The required area is the triangle bonded between the three lines\[y+2x+1----(1),y=3x+1-----(2),and \;x=4------(3).\]

Let us solve these equations to get the vertices of the triangle formed.

To find the vertex A,let us solve equ(1)&(2),\[y=2x+1,y=3x+1\]

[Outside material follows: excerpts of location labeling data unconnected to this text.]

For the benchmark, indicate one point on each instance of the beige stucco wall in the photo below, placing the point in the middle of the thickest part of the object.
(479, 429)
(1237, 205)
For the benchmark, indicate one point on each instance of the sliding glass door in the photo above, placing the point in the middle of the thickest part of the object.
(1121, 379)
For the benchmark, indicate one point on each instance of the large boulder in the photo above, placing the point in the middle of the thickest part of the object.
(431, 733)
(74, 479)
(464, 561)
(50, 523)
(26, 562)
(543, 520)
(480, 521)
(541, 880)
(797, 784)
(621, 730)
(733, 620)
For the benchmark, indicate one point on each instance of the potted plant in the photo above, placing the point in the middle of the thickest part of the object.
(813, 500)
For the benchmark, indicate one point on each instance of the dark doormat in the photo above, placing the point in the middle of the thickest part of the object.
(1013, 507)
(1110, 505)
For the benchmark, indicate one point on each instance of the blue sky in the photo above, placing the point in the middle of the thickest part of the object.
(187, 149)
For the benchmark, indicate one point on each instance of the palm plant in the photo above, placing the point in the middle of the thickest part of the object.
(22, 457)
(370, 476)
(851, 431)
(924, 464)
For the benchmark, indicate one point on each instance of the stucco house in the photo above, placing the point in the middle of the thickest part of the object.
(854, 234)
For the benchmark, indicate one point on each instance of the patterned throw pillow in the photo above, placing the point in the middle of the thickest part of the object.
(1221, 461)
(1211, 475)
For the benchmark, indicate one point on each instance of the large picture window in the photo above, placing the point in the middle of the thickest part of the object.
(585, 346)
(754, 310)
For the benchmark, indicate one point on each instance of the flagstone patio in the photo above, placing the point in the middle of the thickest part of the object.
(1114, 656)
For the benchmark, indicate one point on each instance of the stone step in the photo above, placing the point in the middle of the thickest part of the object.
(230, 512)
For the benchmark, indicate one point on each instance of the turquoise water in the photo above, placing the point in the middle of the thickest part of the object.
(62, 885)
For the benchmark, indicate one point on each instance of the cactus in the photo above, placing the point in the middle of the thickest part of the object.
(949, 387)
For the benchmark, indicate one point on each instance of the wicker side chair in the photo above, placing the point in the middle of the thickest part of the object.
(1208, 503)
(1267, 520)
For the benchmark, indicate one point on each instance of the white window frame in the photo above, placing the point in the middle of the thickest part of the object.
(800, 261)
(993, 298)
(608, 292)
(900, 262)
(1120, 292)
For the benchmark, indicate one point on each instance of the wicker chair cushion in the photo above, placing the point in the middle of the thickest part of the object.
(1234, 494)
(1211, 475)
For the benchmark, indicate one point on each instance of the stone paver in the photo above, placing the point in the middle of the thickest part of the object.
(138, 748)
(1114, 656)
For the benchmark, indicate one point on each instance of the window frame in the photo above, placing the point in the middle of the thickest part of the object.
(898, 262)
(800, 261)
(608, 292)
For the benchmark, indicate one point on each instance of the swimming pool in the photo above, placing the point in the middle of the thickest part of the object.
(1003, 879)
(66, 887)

2x+1=3x+1 $\Rightarrow x=0,y=1.$

Hence vertex A is (0,1)

To find the vertex B let us solve the equ(2)&(3),

y=3x+1

x=4

y=12+1=13.

vertex B is (4,13)

To find the vertex C,let us solve equ(3)&(1)

x=4

y=2x+1

y=8+1=9

vertex C is (4,9).

Now the required area of the triangle is the shaded portion as shown in the fig.

Hence $A=\int_0^4(3x+1)dx-\int_0^4(2x+1)dx.$

On integrating we get,

$A=\begin{bmatrix}\frac{3x^2}{2}+x\end{bmatrix}_0^4-\begin{bmatrix}\frac{2x^2}{2}+x\end{bmatrix}_0^4$

On applying limits we get,

$A=(24+4)-(16+4)$

$\;\;\;=28-20$

$\;\;\;=8$ sq.units.

Hence the required area is 8 sq. units.